Speaker: Dr. Jane Butterfield
Title: Geometrical Proofs Across Cultures
Abstract: You might have heard that it’s impossible to square a circle, but did you know that it is also impossible to trisect an angle? What does any of that really mean, and under what circumstances is it really true? We will explore three different paradigms of geometrical constructions, starting from the Śulbasūtras of Ancient India, moving through Euclid’s axioms, and finally adding the more recent Origami axioms.
Bio: Jane Butterfield studies graph theory and math education, and has given numerous talks on graph theory and combinatorics to many different audiences and age ranges. While her PhD research was in extremal graph theory, Jane also enjoys topological graph theory, Ramsey games, and pursuit games on graphs. She spent two years teaching calculus to talented high school students for the Math Center for Educational Programs at the University of Minnesota, and is now an Associate Teaching Professor at the University of Victoria. At UVic, Jane manages the Math & Stats Assistance Centre.
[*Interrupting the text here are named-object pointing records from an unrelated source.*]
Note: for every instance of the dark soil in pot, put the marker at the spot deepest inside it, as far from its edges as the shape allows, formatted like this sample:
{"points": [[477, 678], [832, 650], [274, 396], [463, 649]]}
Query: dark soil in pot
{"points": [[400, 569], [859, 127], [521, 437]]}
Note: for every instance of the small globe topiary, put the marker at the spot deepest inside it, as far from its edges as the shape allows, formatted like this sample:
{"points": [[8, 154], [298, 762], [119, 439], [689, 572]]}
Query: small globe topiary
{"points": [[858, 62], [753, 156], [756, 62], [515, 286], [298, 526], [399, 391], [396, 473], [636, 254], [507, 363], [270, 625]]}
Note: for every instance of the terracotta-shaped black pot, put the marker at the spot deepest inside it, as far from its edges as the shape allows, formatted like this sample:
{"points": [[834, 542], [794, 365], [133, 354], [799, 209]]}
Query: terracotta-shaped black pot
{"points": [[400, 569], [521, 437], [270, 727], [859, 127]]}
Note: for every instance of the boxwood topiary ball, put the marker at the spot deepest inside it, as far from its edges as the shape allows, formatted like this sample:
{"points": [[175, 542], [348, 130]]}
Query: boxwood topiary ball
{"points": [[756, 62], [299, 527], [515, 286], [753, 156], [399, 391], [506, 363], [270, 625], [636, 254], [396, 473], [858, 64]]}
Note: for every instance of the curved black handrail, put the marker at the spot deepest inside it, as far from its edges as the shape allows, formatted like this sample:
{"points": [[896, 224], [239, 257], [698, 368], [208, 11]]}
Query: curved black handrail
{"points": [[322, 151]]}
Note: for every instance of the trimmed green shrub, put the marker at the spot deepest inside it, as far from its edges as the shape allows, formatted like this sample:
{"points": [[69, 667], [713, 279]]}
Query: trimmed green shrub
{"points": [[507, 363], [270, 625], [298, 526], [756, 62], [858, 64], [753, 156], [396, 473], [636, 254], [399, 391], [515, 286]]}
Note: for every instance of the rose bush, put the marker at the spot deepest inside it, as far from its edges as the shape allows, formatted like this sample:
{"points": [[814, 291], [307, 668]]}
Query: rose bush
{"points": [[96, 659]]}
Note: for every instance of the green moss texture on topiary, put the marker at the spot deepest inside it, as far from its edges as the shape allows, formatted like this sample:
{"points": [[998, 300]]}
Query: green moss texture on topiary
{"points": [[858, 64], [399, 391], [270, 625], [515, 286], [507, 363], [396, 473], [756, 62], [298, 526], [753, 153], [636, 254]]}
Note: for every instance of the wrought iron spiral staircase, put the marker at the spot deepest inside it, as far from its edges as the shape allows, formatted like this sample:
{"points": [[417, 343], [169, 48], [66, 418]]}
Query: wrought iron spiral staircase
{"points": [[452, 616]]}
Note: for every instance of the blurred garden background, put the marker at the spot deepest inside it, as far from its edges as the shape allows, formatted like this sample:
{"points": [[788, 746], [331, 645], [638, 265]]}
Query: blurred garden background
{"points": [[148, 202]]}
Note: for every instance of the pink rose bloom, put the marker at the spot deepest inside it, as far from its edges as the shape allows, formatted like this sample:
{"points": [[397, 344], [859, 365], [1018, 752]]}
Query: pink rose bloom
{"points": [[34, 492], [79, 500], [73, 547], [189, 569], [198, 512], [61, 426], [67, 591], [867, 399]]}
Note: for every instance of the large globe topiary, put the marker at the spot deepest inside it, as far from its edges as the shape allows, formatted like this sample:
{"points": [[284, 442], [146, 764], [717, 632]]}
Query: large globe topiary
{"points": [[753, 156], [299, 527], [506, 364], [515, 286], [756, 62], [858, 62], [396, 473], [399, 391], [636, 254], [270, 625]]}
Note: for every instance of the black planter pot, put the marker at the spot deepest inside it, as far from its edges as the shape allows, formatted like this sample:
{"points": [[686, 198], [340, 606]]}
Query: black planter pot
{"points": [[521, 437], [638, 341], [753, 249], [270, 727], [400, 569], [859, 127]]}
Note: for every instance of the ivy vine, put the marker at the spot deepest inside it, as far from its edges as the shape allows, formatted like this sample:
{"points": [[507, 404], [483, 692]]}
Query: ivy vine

Because of the US & Canadian spelling differences, this means she has worked for both a Center and a Centre!
Speaker: Dr. Audrey Yap
Title: Philosophy of Mathematics
Abstract/Bio: I’m an Associate Professor in the philosophy department, and have worked in logic, the history and philosophy of math, and feminist philosophy. I wanted to study logic and philosophy of math in grad school mostly because I love that, in logic and math, you can actually have a right answer. The problem is, when you study too much philosophy, you start to worry about whether those answers are *really* right after all. In this session, I will talk about the philosophy of math, including some of the questions people have had over the years about what math is all about, and why we even think it works.